The truly unique premise, coupled with stunning graphics and exciting gameplay, makes Giants: Citizen Kabuto one of the best action games in years.
Imagine what would happen if Salvador Dali decided to design a computer game after an all-night marathon of watching cartoons, monster movies, and pro wrestling. Then you'd start to get an idea of Giants: Citizen Kabuto, one of the most wildly imaginative, funny, and enjoyable action games to date. Actually, to simply call it an action game would be to do it an injustice. While it's played from a first- or third-person perspective in the fashion of a typical shooter, the game also has resource-gathering and base-building elements that are similar to those in real-time strategy games. These elements are linked together by the game's distinctly stylish and goofy sensibility, which is immediately likeable and entertaining. While Giants does have a few problems, you'll certainly want to look past these since the game itself is so inventive and so much fun.
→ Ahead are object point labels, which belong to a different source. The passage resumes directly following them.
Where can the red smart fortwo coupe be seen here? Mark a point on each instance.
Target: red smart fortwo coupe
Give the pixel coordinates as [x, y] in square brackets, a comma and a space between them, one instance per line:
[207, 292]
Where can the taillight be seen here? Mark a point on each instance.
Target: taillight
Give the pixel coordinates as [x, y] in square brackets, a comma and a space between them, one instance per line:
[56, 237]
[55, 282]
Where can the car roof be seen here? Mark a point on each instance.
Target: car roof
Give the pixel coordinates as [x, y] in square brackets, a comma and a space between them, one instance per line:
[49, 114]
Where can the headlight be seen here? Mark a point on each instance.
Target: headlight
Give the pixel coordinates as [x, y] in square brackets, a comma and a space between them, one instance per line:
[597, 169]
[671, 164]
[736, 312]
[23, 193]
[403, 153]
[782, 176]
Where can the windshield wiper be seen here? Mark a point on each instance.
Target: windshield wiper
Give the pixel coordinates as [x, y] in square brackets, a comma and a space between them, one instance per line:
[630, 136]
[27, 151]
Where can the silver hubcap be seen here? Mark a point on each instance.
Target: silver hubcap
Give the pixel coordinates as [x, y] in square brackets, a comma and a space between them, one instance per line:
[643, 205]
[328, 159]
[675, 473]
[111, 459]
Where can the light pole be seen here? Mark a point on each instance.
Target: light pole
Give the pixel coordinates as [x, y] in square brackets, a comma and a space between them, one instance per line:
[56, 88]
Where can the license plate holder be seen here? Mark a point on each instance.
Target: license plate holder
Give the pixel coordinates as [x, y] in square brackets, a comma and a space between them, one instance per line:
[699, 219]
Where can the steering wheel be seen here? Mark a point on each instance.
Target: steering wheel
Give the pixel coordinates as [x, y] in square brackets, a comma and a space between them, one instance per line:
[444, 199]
The game's action is set on the Island, a planetoid hurtling through space. It is covered with lush, tropical islands and brilliant azure seas and is at least a temporary home to numerous strange creatures, including the game's three playable races. These are so different that they can make Giants seem like at least three different games in one. First, there are the Meccaryns, or Meccs, who were swallowed by a giant space fish while heading to a vacation planet and then unceremoniously defecated onto the Island. They have access to a full range of traditional shooter weaponry such as machine guns, missiles, sniper rifles, grenades, and more. Meccs also have special backpacks, including a default jetpack that lets you fly short distances before having to recharge. For higher flying, there's a gyrocopter that can be piloted by one Mecc while you carry others in multiplayer mode.
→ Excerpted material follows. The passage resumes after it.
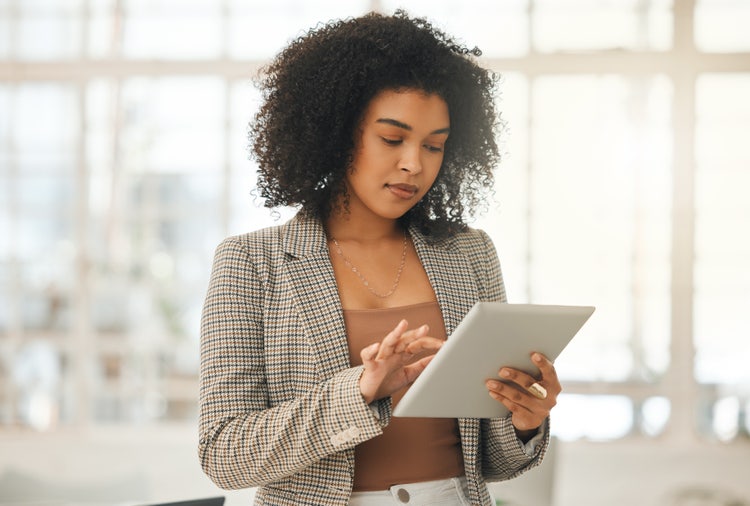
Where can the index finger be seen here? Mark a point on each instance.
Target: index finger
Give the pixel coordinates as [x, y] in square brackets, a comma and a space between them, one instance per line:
[545, 365]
Whereas the Meccs use high technology, the nymphlike Sea Reapers rely on mystical powers. Delphi, their princess, wields a sword plus various bows for long-range attacks, but her real power comes from her spells. For instance, her teleport spell not only instantly moves Delphi to another location, but it also creates stationary clones to confuse the enemy. The slow-time spell temporarily decreases the movement and attack speed of creatures caught in its sphere of influence. These are just a couple of the many imaginative Sea Reaper spells. The Sea Reapers also have a jetski vehicle, which you'll have to race around on in several misssions.
The third playable character is Kabuto, a Sea Reaper experiment gone awry, who uses his massive size as a weapon. Instead of spells or gadgets, he lashes out with pro-wrestling-style moves. Using a special adrenaline boost, Kabuto lets loose with elbow drops, foot stomps, cannonballs, and the butt flop ("like the body slam, but with less dignity," according to the game's funny manual). Kabuto can also make missile weapons out of handy objects, like boulders - or even Sea Reaper guards. In a laudably bizarre twist, Kabuto can also use a special gemstone, like a magnifying glass, to focus the sun's rays and scorch anyone in his path. Furthermore, you actually have an option to view the game from inside Kabuto's mouth or from beneath Kabuto's foot, in case you want a very close look at the carnage.
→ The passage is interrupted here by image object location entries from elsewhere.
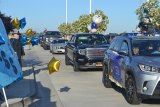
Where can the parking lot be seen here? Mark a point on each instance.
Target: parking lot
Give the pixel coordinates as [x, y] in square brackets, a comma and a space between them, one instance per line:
[80, 89]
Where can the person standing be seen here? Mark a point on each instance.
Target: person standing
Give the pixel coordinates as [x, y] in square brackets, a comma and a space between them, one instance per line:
[17, 45]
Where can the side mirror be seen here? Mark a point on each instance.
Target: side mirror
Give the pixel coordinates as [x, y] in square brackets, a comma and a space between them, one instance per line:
[123, 52]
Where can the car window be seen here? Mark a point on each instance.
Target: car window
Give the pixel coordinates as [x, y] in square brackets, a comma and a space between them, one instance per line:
[116, 46]
[146, 47]
[124, 47]
[90, 39]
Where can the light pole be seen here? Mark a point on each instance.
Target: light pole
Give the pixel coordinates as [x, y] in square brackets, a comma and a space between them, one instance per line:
[66, 12]
[90, 11]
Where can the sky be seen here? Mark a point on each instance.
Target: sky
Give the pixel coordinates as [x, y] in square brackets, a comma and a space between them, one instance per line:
[41, 14]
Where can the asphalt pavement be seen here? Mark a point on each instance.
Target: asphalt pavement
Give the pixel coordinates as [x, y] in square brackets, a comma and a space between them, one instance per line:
[81, 89]
[67, 88]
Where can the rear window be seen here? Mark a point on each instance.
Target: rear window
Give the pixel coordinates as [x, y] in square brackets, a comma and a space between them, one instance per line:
[90, 39]
[146, 47]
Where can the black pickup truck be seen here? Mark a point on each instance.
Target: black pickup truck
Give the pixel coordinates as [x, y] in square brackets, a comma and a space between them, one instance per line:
[85, 51]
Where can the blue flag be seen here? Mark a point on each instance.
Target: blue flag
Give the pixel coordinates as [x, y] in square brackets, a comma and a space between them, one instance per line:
[10, 69]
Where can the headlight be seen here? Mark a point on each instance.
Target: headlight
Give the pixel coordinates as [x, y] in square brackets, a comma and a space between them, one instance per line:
[147, 68]
[82, 51]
A gameplay element that sets Giants apart from other shooters is its incorporation of base-building and resource-collecting elements from real-time strategy games. There are two basic resources - Smarties and Vimps - which are two of the many indigenous life forms on the Island. Smarties are little munchkinlike fellows with oversized heads, and they act as workers; Vimps are lumbering alien cattle. The economics of these resources is different for each of the three playable races. Meccs gather Smarties to build their bases, including workshops, gift shops (armories), command centers, perimeter defenses, and so forth. They gather Vimps to feed the Smarties and keep them working. Sea Reapers surround Smarties with magical bubbles and lead them back to the sea to create their bases while gathering Vimp souls for more energy. Kabuto has no need for a base and simply eats Vimps and Smarties; the former restores health while the latter lets Kabuto lay miniature offspring that fight along with him. To save meat for when he might need a health boost later, Kabuto can skewer creatures on his horns.
Fortunately, the base building and resource collecting is subservient to the wild combat action, and it's very easy to learn and control. Unlike in many real-time strategy games, you never feel like a harried bureaucrat when playing Giants. In fact, given the perspective of the game, the base building actually seems very different than in most real-time strategy games, as you can actually walk around in your base and look through and fire remote turrets.